Now a George Cross awarded posthumously to the Scot executed during the Second World War has fetched £228,000 at auction.
The decoration – the highest civilian award for gallantry – was presented to Mr Fraser’s widow by George VI in 1946.
Mr Fraser, born in Edinburgh in 1896, was killed in Hong Kong in 1943 after he doggedly resisted all attempts to make him reveal details of escape plans and secret communications with the outside world.
The medal – described as one of the most important and poignant gallantry awards of the Second World War – was put up for auction by his grandchildren, along with his leather suitcase containing a copy of the last letter he wrote to his wife Kathleen.
It was bought by an anonymous bidder in the London auction room of Dix Noonan Webb for £228,000 – exceeding its pre-sale estimate by £100,000.
Mr Fraser, who won the Military Cross and Bar during the First World War, was a Civilian Defence Secretary in Hong Kong and a member of the Executive Council in the British colony.
Following the fall of Hong Kong to the Japanese, he was interned but organised escape plans and a clandestine wireless service, and succeeded in receiving news from outside and getting important information out.
Mr Fraser, who was educated at Edinburgh’s Trinity Academy and then Edinburgh University, was eventually arrested and subjected to prolonged torture by his captors.
His medal citation states: “Under this treatment he steadfastly refused to utter one word that could help the Japanese investigations or bring punishments to others.
“His fortitude under the most severe torture was such that it was commented on by the Japanese prison guards.”
George Wright-Nooth, a Hong Kong police officer who smuggled food and messages in and out of the camp, later wrote in his memoirs of Mr Fraser’s “incredible courage”.
He recalled: “He was a small, somewhat mild-looking civil servant. He went to his death crippled by torture and beatings, his body emaciated and bent, virtually unrecognisable as the man he had once been.
“His was the triumph of the spirit over physical torment.”
Mr Fraser and 32 others – including one woman – were sentenced to death after a show trial.

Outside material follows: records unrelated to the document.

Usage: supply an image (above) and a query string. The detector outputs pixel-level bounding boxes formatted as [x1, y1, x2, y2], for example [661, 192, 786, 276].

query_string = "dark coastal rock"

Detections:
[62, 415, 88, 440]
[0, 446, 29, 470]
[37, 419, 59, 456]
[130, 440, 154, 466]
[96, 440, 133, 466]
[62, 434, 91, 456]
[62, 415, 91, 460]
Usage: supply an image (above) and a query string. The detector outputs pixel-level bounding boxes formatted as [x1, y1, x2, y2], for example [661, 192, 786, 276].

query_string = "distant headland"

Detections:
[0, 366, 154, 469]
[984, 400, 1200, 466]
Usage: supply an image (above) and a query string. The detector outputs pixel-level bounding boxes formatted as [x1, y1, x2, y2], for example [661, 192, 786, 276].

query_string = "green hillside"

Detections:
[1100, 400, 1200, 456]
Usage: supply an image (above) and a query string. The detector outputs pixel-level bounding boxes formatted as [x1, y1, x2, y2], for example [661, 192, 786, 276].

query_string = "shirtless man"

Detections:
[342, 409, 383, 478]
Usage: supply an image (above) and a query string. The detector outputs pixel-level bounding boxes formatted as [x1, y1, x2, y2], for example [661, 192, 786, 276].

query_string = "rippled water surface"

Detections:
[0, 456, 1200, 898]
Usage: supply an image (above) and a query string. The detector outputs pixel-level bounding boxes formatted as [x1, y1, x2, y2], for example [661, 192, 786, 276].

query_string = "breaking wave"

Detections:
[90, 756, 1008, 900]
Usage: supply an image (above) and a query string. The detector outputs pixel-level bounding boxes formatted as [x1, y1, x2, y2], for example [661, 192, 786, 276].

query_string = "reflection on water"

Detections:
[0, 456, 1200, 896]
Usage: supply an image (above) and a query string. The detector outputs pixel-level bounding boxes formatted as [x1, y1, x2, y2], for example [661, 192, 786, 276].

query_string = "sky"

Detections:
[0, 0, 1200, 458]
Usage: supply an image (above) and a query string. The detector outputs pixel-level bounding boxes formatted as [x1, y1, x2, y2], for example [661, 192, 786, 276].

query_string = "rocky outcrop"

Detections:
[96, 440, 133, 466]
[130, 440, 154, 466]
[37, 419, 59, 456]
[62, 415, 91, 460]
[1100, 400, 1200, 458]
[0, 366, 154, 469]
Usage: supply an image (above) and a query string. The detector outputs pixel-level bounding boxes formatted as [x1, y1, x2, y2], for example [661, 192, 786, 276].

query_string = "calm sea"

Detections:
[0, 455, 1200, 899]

The civil servant’s wife had been evacuated from Hong Kong with their sons before the Japanese attack.
On the day of his execution, Mr Fraser, knowing his fate, wrote to his wife: “My dearest darling. This is my last letter... Give the boys a good education and make them learn a trade or profession.
“Remember the only thing I cared about was you and the boys. My dearest love to you and Tom and Ian.”
The letter was discovered, with the rest of his effects, in a battered suitcase returned to Kathleen after the war.